Nabarb edited this page Nov 20, 2024 · 2 revisions

Import data

Data can be imported in the toolbox in many formats. Supported formats are:

Double

If you store your spiking in a double (or sparse) Matrix, you can input it directly to the toolbox. This method is suitable for homogeneous trial that all have the same length. The spiking data matrix is expected to be three dimensional with dimension (nUnits x TrialL x nTrials), where:

  • nUnits is the number of single units (or multi units) available in the dataset
  • TrialL is the length of the trials. Being stored in 3d matrix all trials have to be the same length
  • nTrials is the number of available trials in the dataset.

If this option is chosen, the toolbox will require additional arguments:

  • time is a ( TrialL x 1 ) double vector of timestamps. It is mainly used in preprocessing and plotting and has to be the same length as the second dimension of D
  • condition is a (nTrials x 1) string vector of trial labels. These are used to mask trials when only some conditions needs to be visualized or processed.
  • area is a (nUnits x 1) string vector of unit labels and it used to aggregate units based on areas where they were recorded. Same as condition, this is used to to visualize or process a subset of units
D         = spikingData:       % input double data  (nUnits  x TrialL x nTrials)
T         = trialTime;         % Time vector        (TrialL  x 1)
C         = trialLabels;       % Condition labels   (nTrials x 1)
A         = areaLabels;        % Area labels        (nUnits  x 1)
fs        = samplingFrequency; % Sampling frequency (1 x 1)
NE = NeuralEmbedding(D,...
  "fs", fs,...
  "time",T,...
  "area",A,...
  "condition",C);

Cell

If you store your spiking data in a cell-array, you can input it directly to the toolbox. This method is suitable for inhomogeneous trials that all have different lengths. The cell array is expected to have one cell per trial, hence being nTrials long. Each cell is expected to contain a double (or sparse) 2D spiking data matrix with dimension (nUnits x TrialL).

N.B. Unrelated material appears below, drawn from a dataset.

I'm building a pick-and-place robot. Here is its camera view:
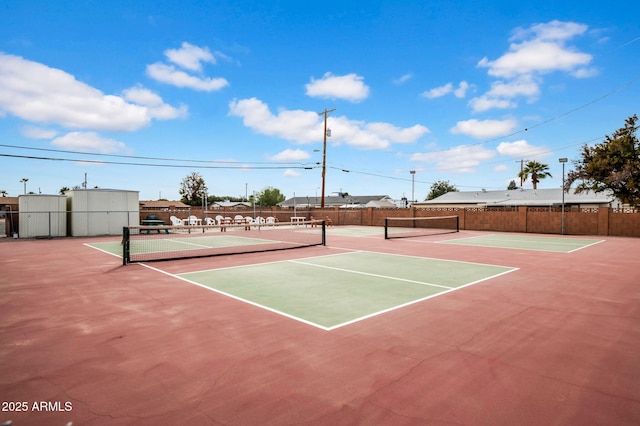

If this option is chosen, the toolbox will require additional arguments:

  • time is a ( nTrials x 1 ) cell-array each containing a (TrialL x 1) double vector of timestamps. It is mainly used in preprocessing and plotting and has to be the same length as the second dimension of D
  • condition is a (nTrials x 1) string vector of trial labels. These are used to mask trials when only some conditions needs to be visualized or processed.
  • area is a (nUnits x 1) string vector of unit labels and it used to aggregate units based on areas where they were recorded. Same as condition, this is used to to visualize or process a subset of units
D         = spikingData:       % input data, cells  (nTrials x 1) of (nUnits  x TrialL)
T         = trialTimes;        % Time vector, cells (nTrials x 1) of (TrialL  x 1)
C         = trialLabels;       % Condition labels   (nTrials x 1)
A         = areaLabels;        % Area labels        (nUnits  x 1)
fs        = samplingFrequency; % Sampling frequency (1 x 1)
NE = NeuralEmbedding(D,...
  "fs",fs,...
  "time",T,...
  "area",A,...
  "condition",C);

Struct

If you store your spiking data in a field of a struct-array, you can input it directly to the toolbox. This method is suitable for inhomogeneous trials that all have different lengths. The struct-array is expected to have one cell per trial, hence being nTrials long, and can store additional information about the data in the struct itself. If everything is provided this way, you wont need additional arguments. If you forget something, the toolbox will remind you (and get angry). Each element of the array is expected to have the following fields:

  • data, (nUnits x TrialL) double or sparse spiking data
  • time, (TrialL x 1) double array of timestamps for the trial
  • area, (nUnits x 1) string array of unit label
  • condition, (1 x 1) trial label string scalar

With everything properly configured, initializing the toolbox is as simple as

NE = NeuralEmbedding(D,...
  "fs",fs);

Preprocessing

The preprocessing step is crucial to to obtain meaningful and comparable results. Preprocessing is performed automatically after object initialization and goes through the following steps:

  • Pruning of inactive neurons, removeInactiveNeurons(): It's objective is to remove those units that do not show acceptable level of activity during most trials. The acceptable firing rate threshold and the percentage of trials considered "most trials" are definable in the object's parameters.
  • Binning of neural data, binData(): this step performs a binning procedure on neural sparse data. The bin width (in ms) can be set in the objects's properties.
  • Smoothing of binned data, smoothData(): this step performs a gaussian kernel smoothing of the binned data, obtaining a continuous instantaneous firing rate (ifr). Smoothing kernel width can be set in the objects's properties.
  • Z-scoring of binned data, zscoreData(): the smoothed data at this point is z-scored to homogenize the high range of units' firing. Z-scoring can be deactivated by setting the zscore property to false.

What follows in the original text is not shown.